While Diaz’s rhapsodic and sensual verse in her Pulitzer Prize–winning book, Postcolonial Love Poem, our California Book Club pick for February, varies stylistically from Hughes’s rhythmic and principled stanzas, the sorrowful reflections, national perspectives, and tenacious spirits found in their poems seem to spring from similar hearts. Diaz writes from a Native experience and Hughes from a Black one, but the themes they grapple with, such as loneliness, racism, violence, and class, have universal significance. More regrettably, they are particularly American themes. And both poets know how to use language to expose their country, rebuke their country, and somehow, even at the edge of despair, find ways to redeem their country. If all hope were gone for America, why then in “Manhattan Is a Lenape Word” would Diaz ask, “How can a century or a heart turn / if nobody asks, Where have all / the Natives gone?”? One can only hope that reading her work can turn readers’ hearts, just as Hughes’s words influenced our country’s soul during the century following their publication.

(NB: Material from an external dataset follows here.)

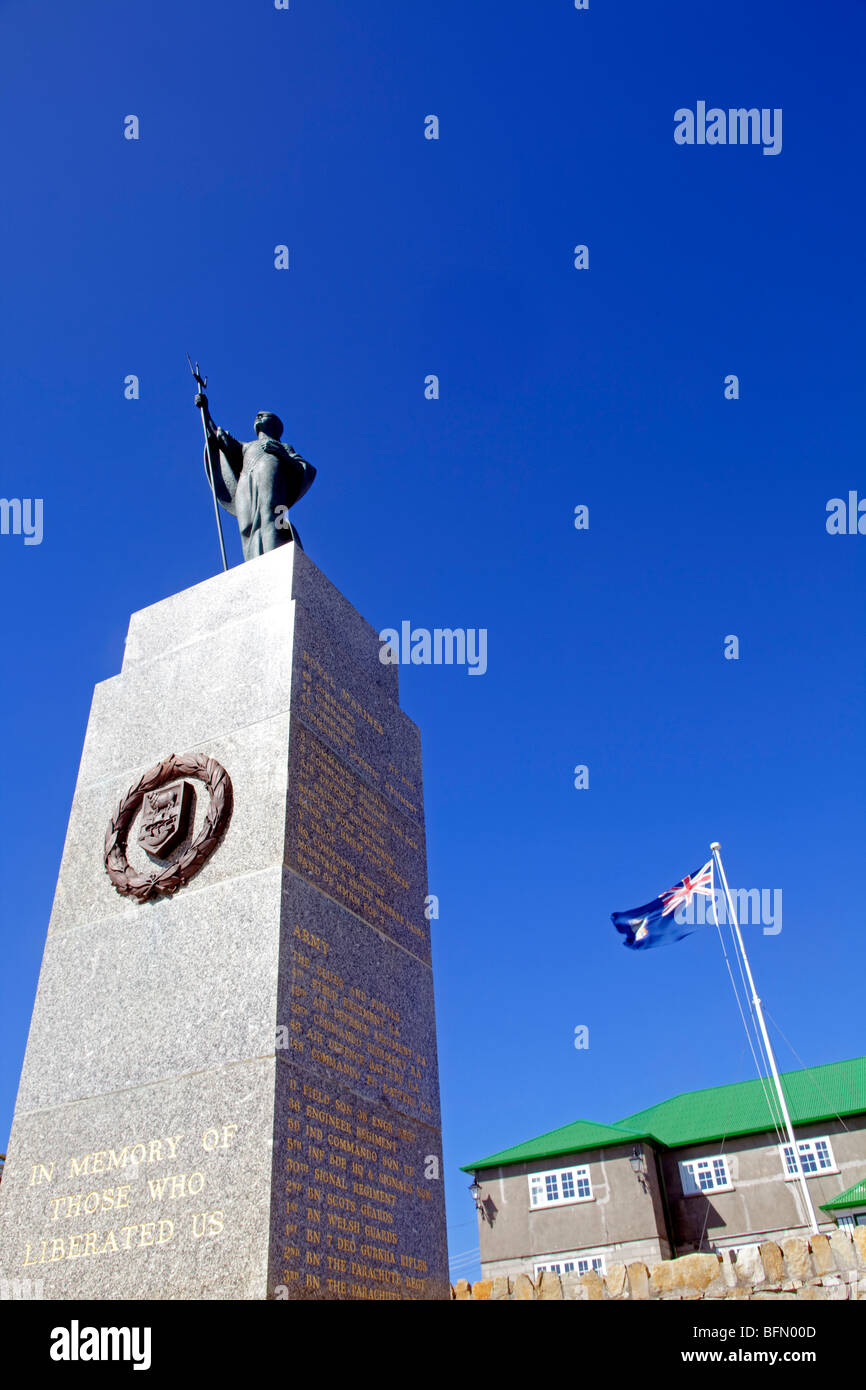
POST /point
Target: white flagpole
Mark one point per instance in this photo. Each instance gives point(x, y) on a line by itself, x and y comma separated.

Hughes died 11 years before Diaz was born, so in lieu of a personal meetup, here are four of Hughes’s poems that pair well with works from Postcolonial Love Poem. Whether they inspire you to discover or rediscover Hughes or to gain a new appreciation for Diaz’s writing, these poems are in powerful conversation with one another.
“I am the poor white, fooled and pushed apart, / I am the Negro bearing slavery’s scars. / I am the red man driven from the land.”
Hughes’s poem about the brokenness of the American dream is as haunting today as it was when it first appeared in Esquire, in 1936. While the narrator still believes America can become what it was meant to be, the hurt, longing, and displacement of those written about prefigure the painful lines in poems like “That Which Cannot Be Stilled” in Postcolonial Love Poem: “America is the condition—of the blood and of the rivers, / of what we can spill and who we can spill it from. / A dream they call it, what is American.”
Among the celebrated poems in Hughes’s first collection, The Weary Blues, is “I, Too.” Relegated to the kitchen, where the Blacks must eat when company arrives, the narrator nonetheless states he will “laugh, / And eat well, / And grow strong.” The poem is a proud declaration of future equality in the face of segregation.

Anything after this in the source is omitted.